9 Jun, 2015 By: Erik Gruenwedel

Move allocating upwards of 5 billion shares from 170 million could be first step toward stock split

Netflix shareholders June 9 voted to allow the board to issue up to 5 billion in shares from its current 170 million shares — a move many say is the first step toward a stock split.

CEO Reed Hastings in May said he would formally ask the board to vote for a stock split, which typically is initiated by management in an effort to keep the stock attractive to investors. After a split there may be twice as many shares but the market cap remains the same.

Investors anticipated the vote, sending shares up $20 to close at $647.15.

Separately, shareholders also approved measures allowing for board members to be voted for annually and investors to nominate board members.

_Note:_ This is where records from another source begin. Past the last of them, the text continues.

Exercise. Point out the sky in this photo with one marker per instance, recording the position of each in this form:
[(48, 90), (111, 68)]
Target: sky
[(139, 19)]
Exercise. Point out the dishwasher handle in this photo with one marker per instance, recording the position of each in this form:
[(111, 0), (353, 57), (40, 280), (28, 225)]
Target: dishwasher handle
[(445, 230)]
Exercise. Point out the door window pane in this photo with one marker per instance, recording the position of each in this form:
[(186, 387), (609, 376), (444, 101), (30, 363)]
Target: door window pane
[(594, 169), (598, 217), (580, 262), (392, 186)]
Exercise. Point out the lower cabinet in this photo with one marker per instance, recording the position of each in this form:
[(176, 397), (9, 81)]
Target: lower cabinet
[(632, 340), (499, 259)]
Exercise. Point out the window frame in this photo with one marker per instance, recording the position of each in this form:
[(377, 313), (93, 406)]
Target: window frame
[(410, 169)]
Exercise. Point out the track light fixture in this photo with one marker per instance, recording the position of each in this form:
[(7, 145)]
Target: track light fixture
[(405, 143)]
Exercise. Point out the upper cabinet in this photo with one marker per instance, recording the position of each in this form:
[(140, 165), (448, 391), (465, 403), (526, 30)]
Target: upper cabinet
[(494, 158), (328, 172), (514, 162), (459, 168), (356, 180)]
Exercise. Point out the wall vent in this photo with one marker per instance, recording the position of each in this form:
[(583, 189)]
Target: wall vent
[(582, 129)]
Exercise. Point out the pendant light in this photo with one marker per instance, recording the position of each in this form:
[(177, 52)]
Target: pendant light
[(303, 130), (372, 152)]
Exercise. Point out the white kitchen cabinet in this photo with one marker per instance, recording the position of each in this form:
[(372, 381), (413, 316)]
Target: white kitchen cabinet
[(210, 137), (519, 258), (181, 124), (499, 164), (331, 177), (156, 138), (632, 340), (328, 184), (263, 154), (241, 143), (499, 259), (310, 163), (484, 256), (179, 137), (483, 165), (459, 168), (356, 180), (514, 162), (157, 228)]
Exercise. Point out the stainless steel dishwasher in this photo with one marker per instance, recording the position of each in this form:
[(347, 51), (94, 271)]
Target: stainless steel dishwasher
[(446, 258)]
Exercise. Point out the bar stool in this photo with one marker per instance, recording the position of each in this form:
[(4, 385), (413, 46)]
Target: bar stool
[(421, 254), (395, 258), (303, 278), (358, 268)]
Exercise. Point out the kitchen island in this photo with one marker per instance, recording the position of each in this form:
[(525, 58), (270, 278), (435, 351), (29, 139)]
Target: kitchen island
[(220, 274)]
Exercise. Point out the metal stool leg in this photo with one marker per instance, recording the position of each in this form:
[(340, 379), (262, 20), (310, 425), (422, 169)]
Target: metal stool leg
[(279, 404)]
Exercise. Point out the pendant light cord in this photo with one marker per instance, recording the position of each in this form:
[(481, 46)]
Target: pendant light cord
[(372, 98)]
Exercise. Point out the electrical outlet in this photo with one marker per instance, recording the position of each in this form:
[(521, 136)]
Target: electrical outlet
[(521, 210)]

Finally, measures brought before the vote can be approved by a simple majority.

The shareholder meetings come as research firm IHS issued a note projecting Netflix’s Western European subscriber base to top 21 million by 2019 — up from 3 million in 2013. Netflix is projected to reach 96.5 million subs globally by 2019.

IHS said Netflix outspent HBO, Amazon Prime, ITV, Pro/Sat1, Discovery, the BBC and satellite operator Sky (the latter two when excluding sports) in 2014 with more than $3 billion spent on original and licensed content.